$devtoolkit.sh/examples/json/eslint-config

Format an ESLint Config File

ESLint config files can grow complex with extended configs, custom rules, and per-file overrides. This example shows a typical React TypeScript eslintrc with recommended rules and a custom override. Paste your config to tidy indentation and catch any JSON syntax errors before ESLint reports confusing parse failures.
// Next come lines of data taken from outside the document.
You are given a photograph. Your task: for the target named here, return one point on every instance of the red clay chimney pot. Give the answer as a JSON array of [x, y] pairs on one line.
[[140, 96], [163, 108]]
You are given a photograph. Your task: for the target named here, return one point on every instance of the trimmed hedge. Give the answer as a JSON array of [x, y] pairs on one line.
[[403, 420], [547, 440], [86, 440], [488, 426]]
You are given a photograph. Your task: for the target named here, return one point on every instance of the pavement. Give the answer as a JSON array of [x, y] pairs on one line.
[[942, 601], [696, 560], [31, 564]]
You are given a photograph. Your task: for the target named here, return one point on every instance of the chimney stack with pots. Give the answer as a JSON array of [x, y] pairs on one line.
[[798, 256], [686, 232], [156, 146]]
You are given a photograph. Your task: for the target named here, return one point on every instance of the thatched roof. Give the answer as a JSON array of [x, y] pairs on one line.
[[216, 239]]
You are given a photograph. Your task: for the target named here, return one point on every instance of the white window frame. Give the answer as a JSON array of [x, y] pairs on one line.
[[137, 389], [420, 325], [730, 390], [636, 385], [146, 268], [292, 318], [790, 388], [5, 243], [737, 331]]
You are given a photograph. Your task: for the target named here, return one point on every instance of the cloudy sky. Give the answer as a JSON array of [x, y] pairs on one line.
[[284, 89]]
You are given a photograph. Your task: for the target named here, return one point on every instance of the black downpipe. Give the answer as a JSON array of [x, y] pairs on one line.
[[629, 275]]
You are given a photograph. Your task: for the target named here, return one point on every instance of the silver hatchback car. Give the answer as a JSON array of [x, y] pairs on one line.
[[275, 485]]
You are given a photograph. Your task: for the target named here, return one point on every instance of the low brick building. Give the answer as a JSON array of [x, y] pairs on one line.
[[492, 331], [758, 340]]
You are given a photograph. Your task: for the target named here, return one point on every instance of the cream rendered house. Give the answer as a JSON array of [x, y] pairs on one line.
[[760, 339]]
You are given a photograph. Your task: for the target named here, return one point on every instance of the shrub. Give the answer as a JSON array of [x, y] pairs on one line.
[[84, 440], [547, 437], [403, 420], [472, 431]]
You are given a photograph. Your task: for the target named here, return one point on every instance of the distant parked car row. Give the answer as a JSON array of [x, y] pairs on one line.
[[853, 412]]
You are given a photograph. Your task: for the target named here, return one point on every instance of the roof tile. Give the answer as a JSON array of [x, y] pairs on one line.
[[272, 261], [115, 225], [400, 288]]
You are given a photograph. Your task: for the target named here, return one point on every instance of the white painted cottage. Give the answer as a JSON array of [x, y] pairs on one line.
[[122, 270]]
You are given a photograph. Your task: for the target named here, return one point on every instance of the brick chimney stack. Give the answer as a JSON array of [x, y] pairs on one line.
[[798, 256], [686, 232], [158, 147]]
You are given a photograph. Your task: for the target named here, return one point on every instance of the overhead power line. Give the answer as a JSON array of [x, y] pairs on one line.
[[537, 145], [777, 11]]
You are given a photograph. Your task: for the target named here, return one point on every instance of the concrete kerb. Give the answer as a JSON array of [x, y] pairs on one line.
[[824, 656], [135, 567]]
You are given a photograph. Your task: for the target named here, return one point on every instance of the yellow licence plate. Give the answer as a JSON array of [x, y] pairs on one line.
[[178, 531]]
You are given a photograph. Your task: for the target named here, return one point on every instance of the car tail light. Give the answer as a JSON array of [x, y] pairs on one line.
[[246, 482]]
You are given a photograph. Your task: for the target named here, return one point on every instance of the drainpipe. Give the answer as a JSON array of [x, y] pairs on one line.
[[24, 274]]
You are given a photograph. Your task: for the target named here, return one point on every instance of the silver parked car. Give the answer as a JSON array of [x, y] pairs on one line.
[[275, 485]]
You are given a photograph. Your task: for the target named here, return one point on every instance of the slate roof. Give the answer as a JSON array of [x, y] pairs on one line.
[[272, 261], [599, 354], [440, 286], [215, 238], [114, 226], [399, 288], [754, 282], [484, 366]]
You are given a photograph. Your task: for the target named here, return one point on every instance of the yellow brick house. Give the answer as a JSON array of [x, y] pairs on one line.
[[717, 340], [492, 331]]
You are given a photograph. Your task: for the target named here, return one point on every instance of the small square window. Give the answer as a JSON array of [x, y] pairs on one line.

Keeping the config formatted makes team code-style discussions clearer.

Example
{
  "extends": [
    "eslint:recommended",
    "plugin:react/recommended",
    "plugin:@typescript-eslint/recommended"
  ],
  "plugins": ["react", "@typescript-eslint"],
  "rules": {
    "no-console": "warn",
    "react/prop-types": "off",
    "@typescript-eslint/no-unused-vars": "error"
  },
  "overrides": [
    {
      "files": ["**/*.test.ts"],
      "rules": { "no-console": "off" }
    }
  ]
}
[ open in JSON Formatter → ]

FAQ

Does ESLint support JSONC comments in config files?
ESLint reads .eslintrc.json as strict JSON and rejects comments. Use .eslintrc.js or .eslintrc.cjs if you want comments in your config.
What is the difference between extends and plugins?
extends imports a full config preset with pre-configured rules. plugins only makes a rule set available — you still need to enable individual rules under the rules key.
How do overrides work in ESLint?
The overrides array applies specific rules only to files matching the given glob patterns, letting you apply stricter or looser rules for test files or generated code.